Following the recent GameStop incident, when the underdogs of the stock market took on Wall Street, a definite counterculture emerged in the finance and technology fields, which may see its thirst quenched through outlets like these. Some big names have used NFT sales for philanthropy – Jack Dorsey converted his tweet money to bitcoin and has pledged it to Give Directly’s Africa Response Fund.

On the other hand, some people haven’t missed their opportunity to make fun of what some will inevitably see as ludicrous. A recent artwork was minted by “The unnamed artist John Cleese” who may or may not be (though seemingly is) the man himself. He is auctioning a poorly drawn iPad drawing of the Brooklyn Bridge, aiming to bring in $69m for it. 
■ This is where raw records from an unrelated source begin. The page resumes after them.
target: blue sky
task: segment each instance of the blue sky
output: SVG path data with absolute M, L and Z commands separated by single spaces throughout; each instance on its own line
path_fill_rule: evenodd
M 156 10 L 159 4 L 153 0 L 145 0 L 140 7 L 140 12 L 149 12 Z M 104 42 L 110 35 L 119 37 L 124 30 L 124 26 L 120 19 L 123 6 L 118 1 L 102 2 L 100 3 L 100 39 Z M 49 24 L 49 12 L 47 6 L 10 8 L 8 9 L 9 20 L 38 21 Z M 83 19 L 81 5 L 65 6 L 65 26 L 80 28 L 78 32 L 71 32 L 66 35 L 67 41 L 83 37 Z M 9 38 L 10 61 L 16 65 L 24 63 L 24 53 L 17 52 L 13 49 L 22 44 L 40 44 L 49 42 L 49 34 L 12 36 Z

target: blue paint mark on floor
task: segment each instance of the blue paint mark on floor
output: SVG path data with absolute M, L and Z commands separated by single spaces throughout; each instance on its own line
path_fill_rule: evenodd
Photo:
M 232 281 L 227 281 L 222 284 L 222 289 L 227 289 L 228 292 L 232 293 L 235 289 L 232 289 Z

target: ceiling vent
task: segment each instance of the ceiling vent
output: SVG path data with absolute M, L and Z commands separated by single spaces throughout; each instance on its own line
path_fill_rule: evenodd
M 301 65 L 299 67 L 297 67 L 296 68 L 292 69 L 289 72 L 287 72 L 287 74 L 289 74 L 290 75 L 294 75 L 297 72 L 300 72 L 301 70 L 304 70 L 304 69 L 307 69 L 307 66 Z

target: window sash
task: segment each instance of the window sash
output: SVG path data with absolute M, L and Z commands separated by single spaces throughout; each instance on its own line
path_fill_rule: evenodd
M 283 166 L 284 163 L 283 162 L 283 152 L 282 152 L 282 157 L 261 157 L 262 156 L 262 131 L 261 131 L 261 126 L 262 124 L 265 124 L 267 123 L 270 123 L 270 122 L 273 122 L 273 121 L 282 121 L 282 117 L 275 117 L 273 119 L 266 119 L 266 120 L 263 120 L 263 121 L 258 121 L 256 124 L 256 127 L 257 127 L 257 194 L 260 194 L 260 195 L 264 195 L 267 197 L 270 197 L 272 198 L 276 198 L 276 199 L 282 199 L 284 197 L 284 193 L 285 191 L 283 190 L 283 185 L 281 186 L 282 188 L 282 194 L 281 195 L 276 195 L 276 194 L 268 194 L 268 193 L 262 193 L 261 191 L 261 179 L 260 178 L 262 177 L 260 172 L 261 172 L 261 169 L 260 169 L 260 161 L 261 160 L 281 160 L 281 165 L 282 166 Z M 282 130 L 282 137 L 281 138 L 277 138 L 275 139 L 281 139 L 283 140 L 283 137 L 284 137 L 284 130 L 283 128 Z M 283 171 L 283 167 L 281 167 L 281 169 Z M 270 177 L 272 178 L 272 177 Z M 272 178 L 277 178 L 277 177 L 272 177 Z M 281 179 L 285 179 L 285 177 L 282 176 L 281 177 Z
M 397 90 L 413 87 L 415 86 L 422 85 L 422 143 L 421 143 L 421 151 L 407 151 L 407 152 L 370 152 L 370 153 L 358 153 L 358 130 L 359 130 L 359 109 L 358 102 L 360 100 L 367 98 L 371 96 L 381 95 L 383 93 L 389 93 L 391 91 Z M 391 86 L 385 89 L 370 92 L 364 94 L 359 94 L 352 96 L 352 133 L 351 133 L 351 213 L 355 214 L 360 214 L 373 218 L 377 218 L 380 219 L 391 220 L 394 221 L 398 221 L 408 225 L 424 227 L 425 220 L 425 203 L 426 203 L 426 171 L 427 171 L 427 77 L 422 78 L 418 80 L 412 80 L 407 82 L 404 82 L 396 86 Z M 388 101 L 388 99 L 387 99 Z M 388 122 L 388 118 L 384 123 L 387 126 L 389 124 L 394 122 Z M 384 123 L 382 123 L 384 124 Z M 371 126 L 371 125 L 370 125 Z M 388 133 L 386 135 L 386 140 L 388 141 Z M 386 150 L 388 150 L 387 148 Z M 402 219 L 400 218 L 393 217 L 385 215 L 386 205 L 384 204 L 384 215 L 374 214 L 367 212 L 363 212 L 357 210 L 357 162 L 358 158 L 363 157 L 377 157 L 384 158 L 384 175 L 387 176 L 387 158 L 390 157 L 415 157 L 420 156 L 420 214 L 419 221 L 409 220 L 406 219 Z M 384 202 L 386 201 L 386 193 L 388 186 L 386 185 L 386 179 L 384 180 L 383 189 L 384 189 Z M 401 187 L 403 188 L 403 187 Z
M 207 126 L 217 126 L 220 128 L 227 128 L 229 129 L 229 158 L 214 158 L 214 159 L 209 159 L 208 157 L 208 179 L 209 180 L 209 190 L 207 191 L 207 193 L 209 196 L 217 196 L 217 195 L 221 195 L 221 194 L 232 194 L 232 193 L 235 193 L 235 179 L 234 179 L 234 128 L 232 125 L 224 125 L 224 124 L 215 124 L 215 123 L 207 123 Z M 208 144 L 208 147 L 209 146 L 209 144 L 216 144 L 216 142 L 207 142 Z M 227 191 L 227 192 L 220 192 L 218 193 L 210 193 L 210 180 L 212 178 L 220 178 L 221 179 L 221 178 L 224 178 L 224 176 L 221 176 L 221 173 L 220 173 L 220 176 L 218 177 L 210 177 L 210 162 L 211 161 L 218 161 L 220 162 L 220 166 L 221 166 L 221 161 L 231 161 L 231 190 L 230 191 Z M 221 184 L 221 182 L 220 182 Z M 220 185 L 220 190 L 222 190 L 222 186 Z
Presently, the highest bid stands at $50,000. Speaking to Vanity Fair, Cleese said that “the world has gone terminally insane.” What he will do with the earnings is unknown, but it certainly highlights the potential for NFTs to be a short-lived, big-name fuelled craze. It may be, as Musk so aptly puts it, “for your Vanity.”

Reasonably this is for the best, and there is more to Cleese’s “terminal” quip than first thought. Emerging research has identified extreme carbon emissions associated with blockchain transactions, particularly those relating to the Proof of Work certificates. Each PoW transaction can use more energy than the average US household does in one day. 

Nevertheless, Ethereum, unlike many other cryptocurrencies, has pledged to do better. “That’s just a huge waste of resources, even if you don’t believe that pollution and carbon dioxide are an issue. There are real consumers – real people – whose need for electricity is being displaced by this stuff,” stated Vitalik Buterin, the creator of Ethereum. Since 2019, cryptocurrency has been moving to reduce carbon emissions significantly.

Whether you love them or hate them, fancy buying one or uploading your music and artwork – NFTs are certainly making waves. Many are watching eagle-eyed for the lucrative opportunities or impending doom that may befall a concept very much in its adolescence. It’s worth staying tuned.